In materials science, there are several different measurements of heat resistance, which usually differ in the type and extent of the heat load. The most commonly used are Vicat softening point and different HDT (Heat Deflection Temperature) measurements. Unfortunately, these measurements in practice provide us only indicative values.
In contrast to chemically pure materials (such as iron), the melting of plastics does happen at a given temperature, but a continuous softening can be observed.
Exactly how long a 3D printed object will withstand a given impact without permanent deformation can only be determined by specific tests.
High performance plastics, source: Online Plastics
In addition, some plastics have a crystalline structure, while others are amorphous, the heat resistance of those with crystalline structure is much higher.

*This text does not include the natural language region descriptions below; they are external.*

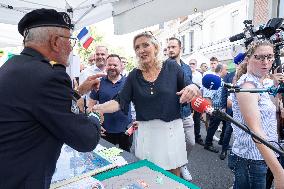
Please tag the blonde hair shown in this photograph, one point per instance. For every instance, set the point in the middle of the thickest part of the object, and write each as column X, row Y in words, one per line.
column 250, row 51
column 157, row 62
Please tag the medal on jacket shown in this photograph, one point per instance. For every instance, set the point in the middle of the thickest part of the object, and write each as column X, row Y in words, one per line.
column 74, row 107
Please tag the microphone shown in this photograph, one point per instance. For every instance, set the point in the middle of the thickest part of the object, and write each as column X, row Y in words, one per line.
column 237, row 37
column 214, row 82
column 239, row 58
column 201, row 105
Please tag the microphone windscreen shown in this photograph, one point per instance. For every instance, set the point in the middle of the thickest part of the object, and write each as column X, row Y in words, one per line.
column 239, row 58
column 211, row 81
column 199, row 104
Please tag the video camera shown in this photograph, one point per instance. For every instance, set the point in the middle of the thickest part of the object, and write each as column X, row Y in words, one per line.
column 273, row 31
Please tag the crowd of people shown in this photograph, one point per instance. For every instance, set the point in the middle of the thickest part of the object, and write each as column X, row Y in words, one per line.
column 43, row 112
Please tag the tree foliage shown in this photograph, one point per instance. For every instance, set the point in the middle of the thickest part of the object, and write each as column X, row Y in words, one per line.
column 99, row 39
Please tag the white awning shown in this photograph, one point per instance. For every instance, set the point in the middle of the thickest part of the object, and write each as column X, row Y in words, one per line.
column 131, row 15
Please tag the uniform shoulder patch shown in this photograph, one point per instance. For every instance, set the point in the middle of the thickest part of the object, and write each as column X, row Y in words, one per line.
column 74, row 107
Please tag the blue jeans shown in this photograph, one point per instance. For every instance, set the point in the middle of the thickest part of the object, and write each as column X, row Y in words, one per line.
column 249, row 174
column 227, row 136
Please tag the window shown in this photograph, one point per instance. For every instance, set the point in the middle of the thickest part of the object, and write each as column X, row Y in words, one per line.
column 190, row 41
column 235, row 22
column 183, row 43
column 212, row 31
column 280, row 9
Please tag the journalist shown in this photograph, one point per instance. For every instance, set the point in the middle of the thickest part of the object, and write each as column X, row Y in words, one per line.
column 249, row 158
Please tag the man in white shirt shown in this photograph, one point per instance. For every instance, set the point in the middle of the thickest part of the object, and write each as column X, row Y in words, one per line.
column 99, row 66
column 213, row 64
column 196, row 75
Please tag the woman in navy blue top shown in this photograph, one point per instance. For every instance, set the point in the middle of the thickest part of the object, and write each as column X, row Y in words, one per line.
column 157, row 90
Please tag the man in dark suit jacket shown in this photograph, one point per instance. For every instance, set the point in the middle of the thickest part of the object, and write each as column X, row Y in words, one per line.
column 36, row 102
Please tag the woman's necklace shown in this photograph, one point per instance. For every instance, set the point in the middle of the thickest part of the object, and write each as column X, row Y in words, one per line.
column 151, row 79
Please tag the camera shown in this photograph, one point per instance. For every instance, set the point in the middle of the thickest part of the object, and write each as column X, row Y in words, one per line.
column 272, row 30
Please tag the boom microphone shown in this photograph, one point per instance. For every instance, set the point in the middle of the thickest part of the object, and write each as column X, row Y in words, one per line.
column 214, row 82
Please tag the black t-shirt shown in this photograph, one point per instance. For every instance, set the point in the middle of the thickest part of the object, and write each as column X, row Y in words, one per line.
column 154, row 100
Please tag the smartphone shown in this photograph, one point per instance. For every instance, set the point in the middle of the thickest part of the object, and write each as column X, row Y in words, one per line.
column 130, row 130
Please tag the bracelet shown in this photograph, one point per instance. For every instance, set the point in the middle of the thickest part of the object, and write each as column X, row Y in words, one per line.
column 96, row 115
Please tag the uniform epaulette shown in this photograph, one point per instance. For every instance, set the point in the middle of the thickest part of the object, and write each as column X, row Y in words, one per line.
column 55, row 64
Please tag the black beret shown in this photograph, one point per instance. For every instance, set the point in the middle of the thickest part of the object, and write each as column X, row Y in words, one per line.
column 44, row 17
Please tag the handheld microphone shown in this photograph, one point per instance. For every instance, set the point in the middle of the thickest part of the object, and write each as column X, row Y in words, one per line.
column 239, row 58
column 237, row 37
column 201, row 105
column 214, row 82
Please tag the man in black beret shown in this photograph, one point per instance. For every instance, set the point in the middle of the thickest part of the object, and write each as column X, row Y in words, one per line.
column 36, row 102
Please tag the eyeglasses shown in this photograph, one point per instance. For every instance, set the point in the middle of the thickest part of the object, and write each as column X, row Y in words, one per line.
column 270, row 57
column 150, row 34
column 72, row 40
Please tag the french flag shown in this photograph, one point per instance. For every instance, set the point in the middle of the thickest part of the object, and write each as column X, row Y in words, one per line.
column 85, row 38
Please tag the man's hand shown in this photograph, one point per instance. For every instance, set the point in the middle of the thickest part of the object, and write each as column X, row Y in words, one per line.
column 188, row 93
column 92, row 82
column 103, row 131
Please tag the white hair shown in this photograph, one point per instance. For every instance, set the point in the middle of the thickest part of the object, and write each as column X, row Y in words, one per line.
column 41, row 35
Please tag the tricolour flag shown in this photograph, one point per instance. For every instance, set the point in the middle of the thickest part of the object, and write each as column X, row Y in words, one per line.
column 85, row 38
column 1, row 53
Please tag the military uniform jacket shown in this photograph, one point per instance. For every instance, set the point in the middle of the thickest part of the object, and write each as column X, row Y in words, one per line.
column 36, row 119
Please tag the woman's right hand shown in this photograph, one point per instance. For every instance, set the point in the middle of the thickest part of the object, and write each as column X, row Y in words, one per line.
column 279, row 180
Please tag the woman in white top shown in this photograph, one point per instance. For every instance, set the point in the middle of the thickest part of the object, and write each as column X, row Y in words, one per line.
column 249, row 158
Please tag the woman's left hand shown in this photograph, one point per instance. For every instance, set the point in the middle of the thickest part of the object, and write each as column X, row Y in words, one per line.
column 188, row 93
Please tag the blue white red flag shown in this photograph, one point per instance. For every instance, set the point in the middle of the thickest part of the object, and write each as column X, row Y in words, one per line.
column 85, row 38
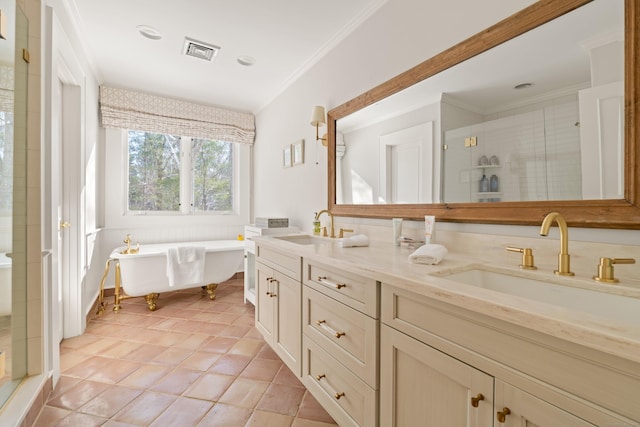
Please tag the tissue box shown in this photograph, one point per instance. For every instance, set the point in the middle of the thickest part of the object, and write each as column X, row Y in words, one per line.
column 272, row 222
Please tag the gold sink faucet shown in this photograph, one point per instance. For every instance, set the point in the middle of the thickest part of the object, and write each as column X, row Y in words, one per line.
column 333, row 232
column 564, row 263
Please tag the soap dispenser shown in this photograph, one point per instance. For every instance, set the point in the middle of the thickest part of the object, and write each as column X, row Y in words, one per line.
column 494, row 183
column 316, row 224
column 484, row 184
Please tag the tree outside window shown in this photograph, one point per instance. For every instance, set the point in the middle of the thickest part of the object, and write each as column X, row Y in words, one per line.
column 158, row 163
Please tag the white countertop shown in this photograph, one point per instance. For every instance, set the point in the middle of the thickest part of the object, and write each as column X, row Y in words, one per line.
column 390, row 264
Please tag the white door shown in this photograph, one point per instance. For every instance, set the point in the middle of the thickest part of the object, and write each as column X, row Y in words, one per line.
column 61, row 274
column 406, row 164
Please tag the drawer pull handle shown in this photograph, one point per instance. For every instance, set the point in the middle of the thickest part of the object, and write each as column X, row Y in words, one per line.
column 476, row 400
column 502, row 415
column 323, row 280
column 323, row 325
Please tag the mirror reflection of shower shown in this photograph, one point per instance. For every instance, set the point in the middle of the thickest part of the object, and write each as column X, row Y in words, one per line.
column 13, row 183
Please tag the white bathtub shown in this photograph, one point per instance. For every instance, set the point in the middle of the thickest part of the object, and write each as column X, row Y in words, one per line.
column 145, row 273
column 5, row 285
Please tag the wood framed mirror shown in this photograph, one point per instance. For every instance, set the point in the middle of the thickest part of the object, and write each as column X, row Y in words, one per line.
column 623, row 212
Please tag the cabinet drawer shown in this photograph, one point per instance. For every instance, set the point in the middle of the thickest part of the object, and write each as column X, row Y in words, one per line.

The situation is further complicated by the fact that in practice most materials can present both phases in different proportions, and these proportions can vary depending on environmental factors. PLA, for example, moves toward the crystalline structure through calcination.
From the above it is clear, that it is not enough to take into account the HDT or Vicat values on the data sheet when choosing a material for 3D printing. To get the big picture, the geometry of the object, the degree of heat load, but because of the transition of crystallization phases, also the printing parameters have to be taken into account.
Thus, in the case of PLA, a heat resistance of up to 150 degrees can be achieved – with appropriate geometry and printing parameters – which is quite different from the 55 °C temperature, which is written in the most of the literatures.
At Filamania Kft., we basically conduct two types of heat resistance measurements, loaded and unloaded:
In the first case, we put a 3 mm thick and 100 mm long 3D printed stick in a special holder and place it in an electric oven at room temperature. In addition to the oven temperature, the temperature of the test object itself is measured with an infrared thermometer. As a first step, we heat the oven to 50 °C and then we raise the temperature by 15-20 degrees till that point, where the specimen loses its shape and bends.
The second test is very similar to the first one, the difference is that a small weight is placed on the specimen, thus simulating load impact.
Then the values obtained this way can be used to estimate the heat resistance of the filament well.